This proposed API allows developers to add an event listener for when the user becomes idle (e.g. they don’t interact with the keyboard, mouse or touchscreen, when a screensaver activates or when the screen is locked). Unlike solutions based on monitoring input events this capability extends beyond the site's content area (e.g. when users move to a different window or tab).
Native applications and browser extensions (e.g. Chrome apps, Android apps, Firefox extensions, Edge extensions) use idle detection to notify other users that the user is unreachable (e.g. in chat applications), to show timely alerts (e.g. "welcome back" when a user returns to their task) or to pause media (e.g. to save bandwidth when the user is not present).
The API should provide a means to detect the user's idle status (active, idle, locked), and a power-efficient way to be notified of changes to the status without polling from script.
Feedback: WICG Discourse Thread — Issues
- Chat application: presenting a user's status to other users and delivering notifications to the device where the user is active.
- Showing timely notifications - e.g. deferring displaying feedback until the user returns to an active state.
- Updating an outdated service worker when there's no unsaved state by triggering reloading of the tab.
- As opposed to the requestIdleCallback, this is not about asynchronously scheduling work when the system is idle.
- As opposed to the Page Visibility API, this API enables detecting idleness even after a page is no longer visible (e.g. after the page is no longer visible, is the user still around? if i showed a notification, would it be perceived?).
Currently, web apps (e.g. Dropbox’s idle.ts) are constrained to their own content area:
- costly polling for input events or
- listening to visibility changes
Script can't tell today when a user goes idle outside of its content area (e.g. whether a user is on a different tab or logged out of the computer altogether).
The API assumes that there is some level of engagement between the user, user agent, and operating system of the device in use. This is represented in two dimensions:
- The user idle state
- active/idle - the user has / has not interacted with the user agent for some period of time
- The screen idle state
- locked/unlocked - the system has an active screen lock preventing interaction with the user agent
Distinguishing "active" from "idle" requires heuristics that may differ across user, user agent, and operating system.
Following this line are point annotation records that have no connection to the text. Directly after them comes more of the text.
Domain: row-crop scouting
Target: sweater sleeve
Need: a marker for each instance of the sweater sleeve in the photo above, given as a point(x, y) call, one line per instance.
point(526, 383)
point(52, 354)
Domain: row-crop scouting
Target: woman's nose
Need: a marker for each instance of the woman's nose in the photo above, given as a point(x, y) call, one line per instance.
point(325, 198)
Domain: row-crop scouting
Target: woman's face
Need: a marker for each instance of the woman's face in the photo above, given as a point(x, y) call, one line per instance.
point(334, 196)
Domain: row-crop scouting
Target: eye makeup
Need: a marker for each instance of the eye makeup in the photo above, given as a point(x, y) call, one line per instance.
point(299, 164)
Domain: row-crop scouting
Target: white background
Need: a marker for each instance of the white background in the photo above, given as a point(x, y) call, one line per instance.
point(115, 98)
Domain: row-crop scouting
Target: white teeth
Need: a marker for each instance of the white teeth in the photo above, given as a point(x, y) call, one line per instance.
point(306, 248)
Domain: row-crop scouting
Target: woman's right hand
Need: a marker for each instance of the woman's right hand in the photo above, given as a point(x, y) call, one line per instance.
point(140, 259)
It should also be a reasonably coarse threshold (See Privacy).
The model intentionally does not formally distinguish between interaction with particular content (i.e. the web page in a tab using the API), the user agent as a whole, or the operating system; this definition is left to the user agent.
Example: The user is interacting with an operating system providing multiple virtual desktops. The user may be actively interacting with one virtual desktop, but unable to see the content of another virtual desktop. A user agent presenting content on the second virtual desktop may report an "idle" state rather than an "active" state.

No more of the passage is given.